The cache is constructed as an n-way set associative cache where the n-weight is a compile-time option to be determined during performance testing later. It will use roughly 1/8 to 1/2 all of available system memory, with the final actual size to be determined later -- a large cache might be underutilized with the typical size of executables to be found on the Amiga platform and a cache that is too small may incur too many cache-misses that reduce performance.
Each cache page is separated by a block of return statements to the outer interpreter to handle the variable opcode lengths of the 68000.
The table consists of every opcode permutation as a single, algorithmically generated function. Each function can then assume to know beforehand the sum of all its registers, addressing modes and operations, save for when the so-called extended addressing modes are used or when handling co-processor operations.
PJIT consists of two major processes: the outer interpreter and the inner interpreter.
The inner interpreter is subroutine threaded where each opcode is implemented in the cache as a subroutine call and each operation is terminated with a return statement. Because of branch-prediction and the return-link stack; the overhead of subroutine threading should be negligible and should exceed any other threading model save for traditional JIT.
The original 68000 stream is a combination of opcodes and operands and when returning to the subroutine thread, it's important to not execute operands as instructions. Since modifying the link register would cause a pipeline stall, operands shall instead be replaced with up to three NOPs (for 1-3 operands) or one NOP followed by a branch (for 4 or more operands) with NOPs padding the gap.
The outer interpreter[^1] will find the entry point into the cache and if necessary, invalidate the page when a cache miss occurs. In this case, the cache is preloaded with the address of the opcode lookup function. This function will use the current real program counter to determine what the 68000 program counter ought to be, looks up the opcode in the table and substitutes the cache entry with a call to the opcode itself. It then calls the opcode immediately before returning.
All normal (straight-line) opcodes within the table simply end in a return statement; simply ld pc, lr
. The link register also performs double duty as a way of quickly determining what the original 68K program counter should be.
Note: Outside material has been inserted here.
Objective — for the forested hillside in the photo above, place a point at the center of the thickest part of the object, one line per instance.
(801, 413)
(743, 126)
All non-conditional branching opcodes within the table simply jump to the outer interpreter where the entry point is rechecked against the cache tag before continuing.
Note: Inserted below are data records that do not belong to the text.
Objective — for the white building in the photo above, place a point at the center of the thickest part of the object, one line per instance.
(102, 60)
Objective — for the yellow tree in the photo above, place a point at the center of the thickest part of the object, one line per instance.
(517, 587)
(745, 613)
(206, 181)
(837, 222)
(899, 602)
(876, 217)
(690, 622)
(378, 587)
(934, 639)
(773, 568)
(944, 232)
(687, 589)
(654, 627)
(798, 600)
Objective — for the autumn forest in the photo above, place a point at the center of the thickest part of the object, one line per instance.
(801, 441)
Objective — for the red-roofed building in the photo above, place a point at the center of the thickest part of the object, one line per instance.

All conditional branches within the table will either return (branch not-taken) or jump to the outer interpreter (the branch is taken) as required.
The ARM processor does not handle a branch-to-a-branch condition; it is always preferable to branch to an instruction. With that in mind, it may make sense to increase the size of the cache by two to interleave NOP and BL commands with the return inevitably connecting with the subsequent NOP and not another branch. Since NOP is a "perfect superscalar opcode" (it can always be executed in parallel if there's a slot free), the extra overhead of this should be much smaller than any pipeline stall.
On the 68000, nearly every instruction can set various flags in the condition register and these have to be captured in the emulator. However, if it is clear that the very next instruction resets the same flags that this instruction sets, then a version of the opcode which does not set any flags may be used. This often omits one or two instructions from each and every opcode.
If a branch or jump is guaranteed to be on the same cache page then it's possible to do a direct branch without returning to the outer interpreter. This will incur some branch misprediction performance, but should still be faster.
Some subroutines may be no bigger than the subroutine call to them and this is certainly the case with NOP. With NOP padding, this may be even more true. A simple table of each opcode's size can be crafted which is then used to determine if inlining is possible and how much NOP padding is needed. This is more work for the outer interpreter and might not actually be beneficial -- we'll see.